1 June 2012

Namibia: Resettled Farmers Can Turn Commercial

THE Ministry of Lands and Resettlement plans to cease its resettlement programme by 2020 and will in the meantime strive to reach its target of acquiring 15 million hectares of freehold land for redistribution over the next eight years.

Out of this total, five million hectares will be acquired through the National Resettlement Programme, while 10 million hectares will be acquired through the Affirmative Action Loan Scheme.

"The land reform programme is on course and since its inception the ministry has acquired 2 253 million hectares of commercial agricultural land and resettled 4 893 families," the ministry's spokesperson, Chrispin Matongela, told The Namibian.

To complement these efforts the ministry further continues to provide post-settlement support to resettlement beneficiaries.

This includes the development and rehabilitation of water infrastructure on resettlement farms.

"In the 2011/2012 financial year alone, an amount of N$21 million was spent for that purpose in order to facilitate unhindered farming activities," Matongela said.

The ministry, in partnership with Agribank, will also continue to offer a financial package worth N$20 million a year at subsidised interest rates to resettled farmers. Since its inception, 475 resettled farmers have benefited from this loan facility.

Another project for previously disadvantaged farmers and resettled farmers on commercial farmlands is the farmers' support programme.

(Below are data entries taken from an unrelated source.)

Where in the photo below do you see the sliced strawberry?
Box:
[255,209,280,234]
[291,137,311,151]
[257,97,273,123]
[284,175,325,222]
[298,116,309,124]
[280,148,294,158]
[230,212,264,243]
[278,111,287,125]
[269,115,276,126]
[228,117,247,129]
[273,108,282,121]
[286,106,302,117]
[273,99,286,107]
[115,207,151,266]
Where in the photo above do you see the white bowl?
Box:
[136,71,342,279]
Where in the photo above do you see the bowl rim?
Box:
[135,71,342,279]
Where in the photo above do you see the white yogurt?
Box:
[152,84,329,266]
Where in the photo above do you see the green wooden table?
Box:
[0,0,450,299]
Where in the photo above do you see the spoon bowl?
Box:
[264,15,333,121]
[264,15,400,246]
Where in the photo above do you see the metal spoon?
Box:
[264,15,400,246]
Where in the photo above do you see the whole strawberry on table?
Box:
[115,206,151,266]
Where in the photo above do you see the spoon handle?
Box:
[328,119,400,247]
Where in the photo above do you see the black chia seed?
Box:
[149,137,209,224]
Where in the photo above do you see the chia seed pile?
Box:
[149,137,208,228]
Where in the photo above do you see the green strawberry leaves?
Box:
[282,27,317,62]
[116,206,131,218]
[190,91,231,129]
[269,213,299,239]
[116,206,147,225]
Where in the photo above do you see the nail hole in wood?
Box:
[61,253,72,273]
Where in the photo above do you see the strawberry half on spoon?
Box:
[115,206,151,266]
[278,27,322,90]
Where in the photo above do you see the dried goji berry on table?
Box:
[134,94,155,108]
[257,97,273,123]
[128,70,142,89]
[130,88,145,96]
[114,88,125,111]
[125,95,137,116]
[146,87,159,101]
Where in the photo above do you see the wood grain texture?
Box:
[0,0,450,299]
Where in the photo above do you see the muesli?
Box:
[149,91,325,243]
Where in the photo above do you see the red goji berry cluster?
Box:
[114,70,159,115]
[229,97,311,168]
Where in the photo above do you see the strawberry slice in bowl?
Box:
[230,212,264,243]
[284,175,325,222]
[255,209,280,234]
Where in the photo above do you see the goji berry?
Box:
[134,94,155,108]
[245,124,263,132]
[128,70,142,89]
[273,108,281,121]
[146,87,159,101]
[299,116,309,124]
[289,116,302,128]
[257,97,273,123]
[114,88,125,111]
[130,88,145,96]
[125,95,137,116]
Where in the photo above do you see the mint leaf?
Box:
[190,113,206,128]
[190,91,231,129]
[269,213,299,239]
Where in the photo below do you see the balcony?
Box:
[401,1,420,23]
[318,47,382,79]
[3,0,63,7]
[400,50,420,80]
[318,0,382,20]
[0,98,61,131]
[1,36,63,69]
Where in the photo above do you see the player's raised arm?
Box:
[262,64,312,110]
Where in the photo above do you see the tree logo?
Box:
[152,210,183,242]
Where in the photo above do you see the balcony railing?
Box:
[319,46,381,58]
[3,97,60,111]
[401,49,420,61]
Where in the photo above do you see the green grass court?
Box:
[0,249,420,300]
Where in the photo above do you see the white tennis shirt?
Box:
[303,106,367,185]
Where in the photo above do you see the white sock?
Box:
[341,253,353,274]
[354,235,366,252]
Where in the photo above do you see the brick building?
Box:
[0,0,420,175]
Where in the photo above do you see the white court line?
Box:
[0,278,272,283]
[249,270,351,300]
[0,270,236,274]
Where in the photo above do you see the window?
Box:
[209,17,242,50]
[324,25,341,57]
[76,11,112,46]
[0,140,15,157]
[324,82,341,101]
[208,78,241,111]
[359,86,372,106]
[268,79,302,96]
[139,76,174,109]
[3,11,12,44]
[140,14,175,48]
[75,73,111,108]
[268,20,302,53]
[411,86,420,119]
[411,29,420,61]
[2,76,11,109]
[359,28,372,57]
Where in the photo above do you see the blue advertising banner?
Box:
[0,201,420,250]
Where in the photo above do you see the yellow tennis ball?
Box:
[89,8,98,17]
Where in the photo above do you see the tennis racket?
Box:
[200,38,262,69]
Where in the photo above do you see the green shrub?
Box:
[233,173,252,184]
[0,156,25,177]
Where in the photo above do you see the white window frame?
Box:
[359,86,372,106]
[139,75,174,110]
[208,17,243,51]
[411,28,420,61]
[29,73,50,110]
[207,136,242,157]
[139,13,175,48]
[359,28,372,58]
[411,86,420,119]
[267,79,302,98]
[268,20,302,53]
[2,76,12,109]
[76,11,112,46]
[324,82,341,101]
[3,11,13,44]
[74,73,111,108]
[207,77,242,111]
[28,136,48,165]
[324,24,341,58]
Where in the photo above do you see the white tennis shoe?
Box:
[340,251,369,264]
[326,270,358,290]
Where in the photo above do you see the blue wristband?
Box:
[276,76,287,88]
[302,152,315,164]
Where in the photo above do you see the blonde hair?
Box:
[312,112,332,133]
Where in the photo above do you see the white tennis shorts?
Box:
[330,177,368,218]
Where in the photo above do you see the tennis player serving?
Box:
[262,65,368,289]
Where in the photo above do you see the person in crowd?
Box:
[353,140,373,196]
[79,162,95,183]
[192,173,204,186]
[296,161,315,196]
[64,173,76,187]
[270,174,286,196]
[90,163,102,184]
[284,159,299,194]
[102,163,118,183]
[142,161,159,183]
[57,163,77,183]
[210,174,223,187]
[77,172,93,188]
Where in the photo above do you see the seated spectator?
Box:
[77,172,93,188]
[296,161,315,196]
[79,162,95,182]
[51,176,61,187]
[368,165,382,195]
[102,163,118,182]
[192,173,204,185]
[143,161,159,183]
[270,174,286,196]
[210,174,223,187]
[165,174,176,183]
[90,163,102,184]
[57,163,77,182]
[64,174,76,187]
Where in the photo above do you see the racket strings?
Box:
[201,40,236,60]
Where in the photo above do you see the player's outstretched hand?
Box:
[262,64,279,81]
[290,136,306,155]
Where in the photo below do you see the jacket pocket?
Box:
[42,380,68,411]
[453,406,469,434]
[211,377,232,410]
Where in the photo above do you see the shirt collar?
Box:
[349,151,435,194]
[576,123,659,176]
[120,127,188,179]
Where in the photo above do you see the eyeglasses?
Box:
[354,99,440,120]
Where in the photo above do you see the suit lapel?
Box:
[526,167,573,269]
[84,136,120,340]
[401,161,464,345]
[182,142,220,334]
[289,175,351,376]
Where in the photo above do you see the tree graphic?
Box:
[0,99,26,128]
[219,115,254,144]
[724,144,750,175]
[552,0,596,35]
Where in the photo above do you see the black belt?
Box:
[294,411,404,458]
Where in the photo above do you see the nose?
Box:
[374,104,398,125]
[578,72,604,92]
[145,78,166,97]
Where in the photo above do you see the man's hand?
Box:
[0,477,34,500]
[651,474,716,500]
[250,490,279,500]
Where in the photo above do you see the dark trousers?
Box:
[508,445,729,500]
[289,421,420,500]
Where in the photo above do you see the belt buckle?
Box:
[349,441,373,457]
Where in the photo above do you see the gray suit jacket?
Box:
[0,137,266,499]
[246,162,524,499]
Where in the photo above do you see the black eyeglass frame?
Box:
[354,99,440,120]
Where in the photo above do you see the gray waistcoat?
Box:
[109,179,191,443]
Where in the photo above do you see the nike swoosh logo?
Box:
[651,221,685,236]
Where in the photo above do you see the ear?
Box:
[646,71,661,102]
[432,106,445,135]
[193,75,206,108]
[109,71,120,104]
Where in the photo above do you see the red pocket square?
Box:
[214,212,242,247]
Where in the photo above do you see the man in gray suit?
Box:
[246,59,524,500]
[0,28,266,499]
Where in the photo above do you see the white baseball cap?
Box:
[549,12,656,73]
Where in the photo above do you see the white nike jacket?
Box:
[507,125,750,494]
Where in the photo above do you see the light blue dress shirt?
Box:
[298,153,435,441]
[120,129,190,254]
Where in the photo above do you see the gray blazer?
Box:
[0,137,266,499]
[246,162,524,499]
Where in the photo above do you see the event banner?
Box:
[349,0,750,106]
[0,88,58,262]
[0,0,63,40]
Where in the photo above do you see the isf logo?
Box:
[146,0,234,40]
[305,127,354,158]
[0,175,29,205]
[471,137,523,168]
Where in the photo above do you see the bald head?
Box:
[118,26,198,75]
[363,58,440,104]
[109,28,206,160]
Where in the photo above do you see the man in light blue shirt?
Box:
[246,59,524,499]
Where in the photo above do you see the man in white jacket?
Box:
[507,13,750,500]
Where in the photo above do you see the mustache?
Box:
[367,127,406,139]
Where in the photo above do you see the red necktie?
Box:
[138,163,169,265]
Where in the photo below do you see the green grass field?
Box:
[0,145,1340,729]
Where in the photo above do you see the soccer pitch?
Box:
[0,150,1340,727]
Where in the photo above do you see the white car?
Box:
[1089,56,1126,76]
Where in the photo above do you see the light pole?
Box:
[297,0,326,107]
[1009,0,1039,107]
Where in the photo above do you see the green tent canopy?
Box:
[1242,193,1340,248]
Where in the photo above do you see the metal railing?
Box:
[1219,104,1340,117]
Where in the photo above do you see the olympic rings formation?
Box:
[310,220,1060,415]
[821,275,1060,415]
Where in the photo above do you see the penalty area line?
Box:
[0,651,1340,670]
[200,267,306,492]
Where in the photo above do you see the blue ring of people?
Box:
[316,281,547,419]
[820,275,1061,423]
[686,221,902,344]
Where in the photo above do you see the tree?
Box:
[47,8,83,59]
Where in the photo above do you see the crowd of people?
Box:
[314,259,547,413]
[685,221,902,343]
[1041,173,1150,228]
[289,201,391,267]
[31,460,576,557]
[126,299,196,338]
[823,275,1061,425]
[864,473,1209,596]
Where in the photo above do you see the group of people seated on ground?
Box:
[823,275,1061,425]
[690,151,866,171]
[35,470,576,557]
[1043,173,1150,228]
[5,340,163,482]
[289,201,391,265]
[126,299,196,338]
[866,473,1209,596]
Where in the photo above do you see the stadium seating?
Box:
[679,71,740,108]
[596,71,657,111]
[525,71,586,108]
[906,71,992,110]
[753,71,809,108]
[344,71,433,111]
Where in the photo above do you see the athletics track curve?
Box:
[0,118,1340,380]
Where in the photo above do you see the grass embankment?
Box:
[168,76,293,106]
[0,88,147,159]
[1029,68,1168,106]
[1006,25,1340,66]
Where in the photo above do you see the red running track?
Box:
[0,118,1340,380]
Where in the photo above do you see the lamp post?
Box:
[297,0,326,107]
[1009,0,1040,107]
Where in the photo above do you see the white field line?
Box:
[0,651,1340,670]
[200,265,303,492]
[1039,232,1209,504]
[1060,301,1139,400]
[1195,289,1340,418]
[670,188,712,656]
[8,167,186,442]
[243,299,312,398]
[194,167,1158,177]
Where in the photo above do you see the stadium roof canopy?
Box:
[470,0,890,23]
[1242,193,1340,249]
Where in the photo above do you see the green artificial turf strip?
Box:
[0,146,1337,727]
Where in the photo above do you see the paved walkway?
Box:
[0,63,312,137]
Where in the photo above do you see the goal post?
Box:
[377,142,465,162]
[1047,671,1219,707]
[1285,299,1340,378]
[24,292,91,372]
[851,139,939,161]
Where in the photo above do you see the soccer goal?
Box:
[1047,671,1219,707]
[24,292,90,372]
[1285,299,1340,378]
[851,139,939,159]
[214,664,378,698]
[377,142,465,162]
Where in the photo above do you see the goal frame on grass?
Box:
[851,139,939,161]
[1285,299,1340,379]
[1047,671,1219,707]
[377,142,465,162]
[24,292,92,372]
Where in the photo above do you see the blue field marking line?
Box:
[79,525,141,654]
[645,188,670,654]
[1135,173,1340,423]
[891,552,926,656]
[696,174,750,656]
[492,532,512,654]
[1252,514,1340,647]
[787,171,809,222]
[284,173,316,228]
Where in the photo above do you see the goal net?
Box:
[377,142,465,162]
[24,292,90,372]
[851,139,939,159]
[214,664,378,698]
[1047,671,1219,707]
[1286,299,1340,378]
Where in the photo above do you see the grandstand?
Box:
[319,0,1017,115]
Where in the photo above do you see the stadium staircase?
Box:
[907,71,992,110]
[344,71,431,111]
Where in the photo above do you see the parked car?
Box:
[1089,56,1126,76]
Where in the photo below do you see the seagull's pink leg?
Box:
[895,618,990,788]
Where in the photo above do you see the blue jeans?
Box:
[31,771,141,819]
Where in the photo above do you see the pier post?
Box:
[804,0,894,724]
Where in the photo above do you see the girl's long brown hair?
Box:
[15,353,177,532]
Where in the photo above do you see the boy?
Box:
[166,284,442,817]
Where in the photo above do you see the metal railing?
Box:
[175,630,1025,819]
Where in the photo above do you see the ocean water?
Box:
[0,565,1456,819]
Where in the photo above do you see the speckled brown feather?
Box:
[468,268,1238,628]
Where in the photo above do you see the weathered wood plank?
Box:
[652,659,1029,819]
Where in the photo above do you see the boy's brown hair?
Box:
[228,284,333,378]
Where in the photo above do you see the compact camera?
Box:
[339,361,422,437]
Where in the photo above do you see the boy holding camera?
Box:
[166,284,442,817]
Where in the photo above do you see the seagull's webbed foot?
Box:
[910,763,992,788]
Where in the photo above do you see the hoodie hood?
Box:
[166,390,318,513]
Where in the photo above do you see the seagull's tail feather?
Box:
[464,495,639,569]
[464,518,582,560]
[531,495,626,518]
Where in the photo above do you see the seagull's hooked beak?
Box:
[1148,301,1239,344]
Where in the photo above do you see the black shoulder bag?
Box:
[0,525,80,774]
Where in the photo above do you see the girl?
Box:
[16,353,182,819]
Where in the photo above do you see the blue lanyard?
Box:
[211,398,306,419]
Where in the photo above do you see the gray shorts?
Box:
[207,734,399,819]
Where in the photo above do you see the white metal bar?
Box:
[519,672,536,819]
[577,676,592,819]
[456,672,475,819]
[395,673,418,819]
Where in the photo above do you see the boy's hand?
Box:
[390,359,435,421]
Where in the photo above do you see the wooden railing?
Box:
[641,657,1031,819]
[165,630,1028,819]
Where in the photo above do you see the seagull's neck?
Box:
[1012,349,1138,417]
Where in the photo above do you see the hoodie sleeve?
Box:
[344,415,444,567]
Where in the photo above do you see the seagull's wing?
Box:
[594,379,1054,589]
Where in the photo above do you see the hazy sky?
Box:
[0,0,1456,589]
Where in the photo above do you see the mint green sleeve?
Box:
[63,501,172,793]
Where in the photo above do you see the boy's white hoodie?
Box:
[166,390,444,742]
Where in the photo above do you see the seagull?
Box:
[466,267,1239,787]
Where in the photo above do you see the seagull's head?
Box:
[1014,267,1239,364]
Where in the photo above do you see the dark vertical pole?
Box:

According to Matongela the ministry has observed a change in farming methods and appreciation of farming as a business. At least 20 mentors are currently employed in commercial areas and a total of 524 resettlement farmers were trained.

"The land reform process in Namibia is not only to correct the imbalances of the past in terms of land ownership but to address other socio-economic and political realities within our communities. Apart from the acquisition of freehold land, the ministry under the usage programme is engaged in development of small-scale commercial farms in the Caprivi, Kavango, Otjozondjupa, Omaheke,Omusati, Ohangwena and Oshikoto regions."

In August last year, the ministry undertook a poverty impact assessment of the various land reform programmes and it revealed that between 1992 and 2010, Agribank financed 836 farm purchases, of which 604 (72%) were purchased under the Affirmative Action Loan Scheme (AALS).

Matongela said over time, this had the effect of raising the market value of land above its productive value, thereby threatening the economic viability of start-up farming enterprises.

"As a direct result of this imbalance, a significant number (40%) of farms were facing serious economic problems. The information gathered shows that farmers had to sell valuable breeding stock to service their loans. However, the majority of AALS farmers (60%) succeeded in developing their farming enterprises over the years and expanding their herds."